When Talend CISO, Anne Hardy, joined the company in 2020, she quickly identified that there was an issue relating to infrastructure credentials and other secrets leaking through GitHub.
When I arrived, I heard about quite a few issues with GitHub, including leaks of private information, keys, passwords that could be unintentionally stored and publicly exposed on GitHub by our developers or some of our professional services. We absolutely had to deal with the problem quickly.
Talend had already tried to remedy this problem by developing an in-house tool. This complex project quickly exposed the limitations of building effective in-house detection solutions. The solution not only had some flaws but also proved to be both challenging and expensive to maintain. Additionally (and crucially), it couldn’t identify and monitor developers’ public personal repositories.
It was at this point that Talend decided to look for a ready-made solution available on the market. The desired solution needed to allow for active monitoring of all their GitHub code repositories as well as the public personal code repositories of their developers.
“We started by looking at open source solutions such as Gitleaks and truffleHog, but they did not meet our expectations. In particular, it was necessary to declare all the directories to be monitored, which represented a substantial workload.” Indeed, it is tricky to identify personal repositories belonging to developers, especially when dealing with large teams. Automating this process was the only feasible way forward. “Then we discovered the GitGuardian solution, and analysts confirmed that it was a solid solution and suited our needs.”
What is most valuable?
Once we decided to deploy GitGuardian’s GitHub public monitoring solution, the ramp up was rapid.
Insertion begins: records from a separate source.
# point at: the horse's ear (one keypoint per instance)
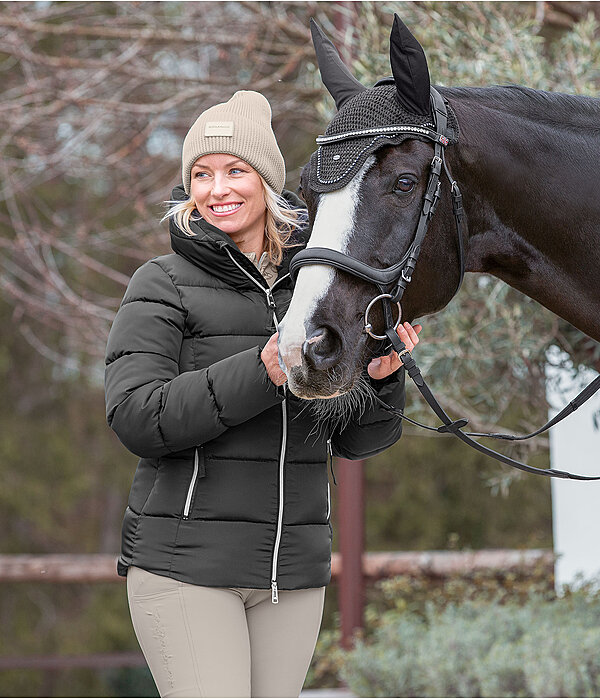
(409, 67)
(341, 84)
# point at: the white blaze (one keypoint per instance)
(332, 228)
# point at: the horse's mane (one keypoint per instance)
(555, 108)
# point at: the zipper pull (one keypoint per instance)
(330, 458)
(202, 467)
(270, 298)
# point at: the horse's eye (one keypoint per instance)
(404, 184)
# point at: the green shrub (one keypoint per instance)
(482, 648)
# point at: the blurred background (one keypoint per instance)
(96, 98)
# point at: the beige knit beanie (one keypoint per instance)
(241, 127)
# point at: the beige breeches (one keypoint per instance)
(201, 641)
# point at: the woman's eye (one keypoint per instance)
(404, 185)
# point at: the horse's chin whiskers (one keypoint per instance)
(335, 413)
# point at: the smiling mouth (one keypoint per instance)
(225, 209)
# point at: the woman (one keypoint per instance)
(226, 537)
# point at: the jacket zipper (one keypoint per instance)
(274, 594)
(330, 459)
(268, 290)
(199, 469)
(271, 302)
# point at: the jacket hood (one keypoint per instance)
(211, 248)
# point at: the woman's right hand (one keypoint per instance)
(270, 359)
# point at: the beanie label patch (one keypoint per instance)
(218, 129)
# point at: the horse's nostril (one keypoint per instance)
(322, 349)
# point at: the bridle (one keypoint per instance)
(392, 282)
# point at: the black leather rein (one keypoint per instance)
(392, 282)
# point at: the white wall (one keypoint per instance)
(575, 447)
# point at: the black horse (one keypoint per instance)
(526, 162)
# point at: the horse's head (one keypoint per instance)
(364, 188)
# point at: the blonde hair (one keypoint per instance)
(281, 220)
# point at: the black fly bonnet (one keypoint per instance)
(371, 119)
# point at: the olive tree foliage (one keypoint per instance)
(486, 353)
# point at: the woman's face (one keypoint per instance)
(229, 195)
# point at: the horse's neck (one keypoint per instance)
(531, 195)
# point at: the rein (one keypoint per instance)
(392, 282)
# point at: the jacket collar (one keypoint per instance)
(212, 249)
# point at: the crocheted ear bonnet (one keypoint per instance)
(395, 109)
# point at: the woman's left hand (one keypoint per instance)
(381, 367)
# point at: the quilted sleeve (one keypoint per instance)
(375, 429)
(152, 407)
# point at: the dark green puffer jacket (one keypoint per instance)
(231, 488)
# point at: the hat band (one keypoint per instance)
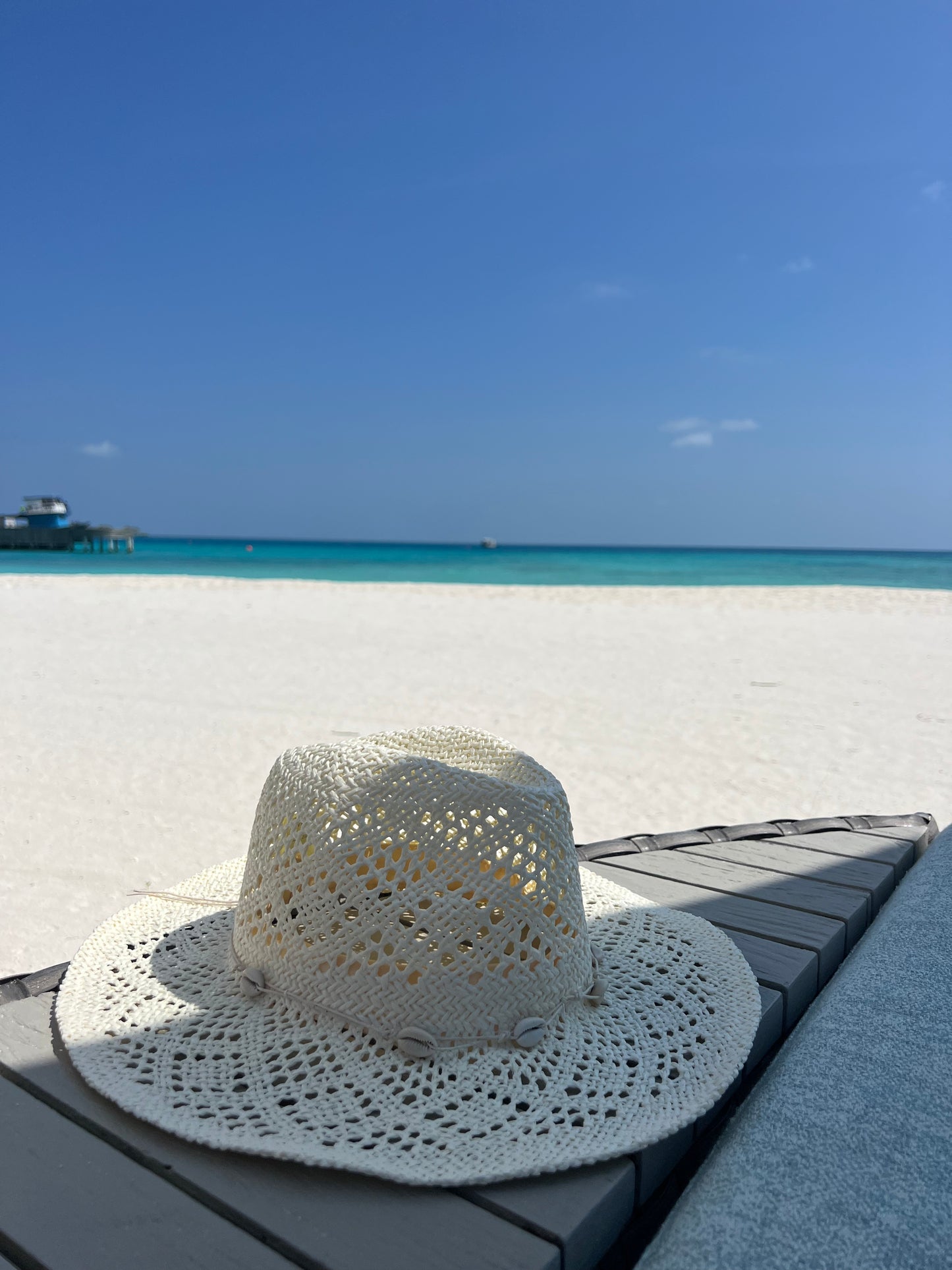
(412, 1041)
As soon as we had access to the platform, we were able to start remediating past incidents.
In parallel with the deployment of the solution, a procedure was put in place to treat of this type of leak, and all 400 developers were trained on secrets management.
“What I have found to be very effective with GitGuardian is that we can analyze the history of Talend related alerts on the entire GitHub perimeter, whether they are our official public directories or any public directory outside the control of Talend. We launched this audit, and several leaked secrets were brought to our attention. What was very interesting and what we didn’t anticipate was that most of the alerts came from the personal code repositories of our developers.” GitGuardian can confirm that almost 80% of corporate leaks on GitHub occur on personal repositories.
Talend’s first priority after taking ownership of the solution was to go through the list of historical incidents and enact the new procedure. This allowed them to start on a sound basis and rely on GitGuardian’s real-time alerting going forward. “ It took us 3 months to clean everything up and solve problems especially with employees who had left the company.”
Today, GitGuardian continuously monitors all commits within Talend’s perimeter, whether on Talend-owned repositories or developers’ personal repos. Credentials are detected a couple of seconds after they become publicly-visible and then listed on the dashboard along with information that will facilitate remediation.
Human error exists, but the key is to be alerted and be able to take appropriate action when a leak is found.
Talend has deployed GitGuardian for the Infosec team. They will also extend it to their team of security champions, developers who will act as an extension to the Infosec team and encourage best practices.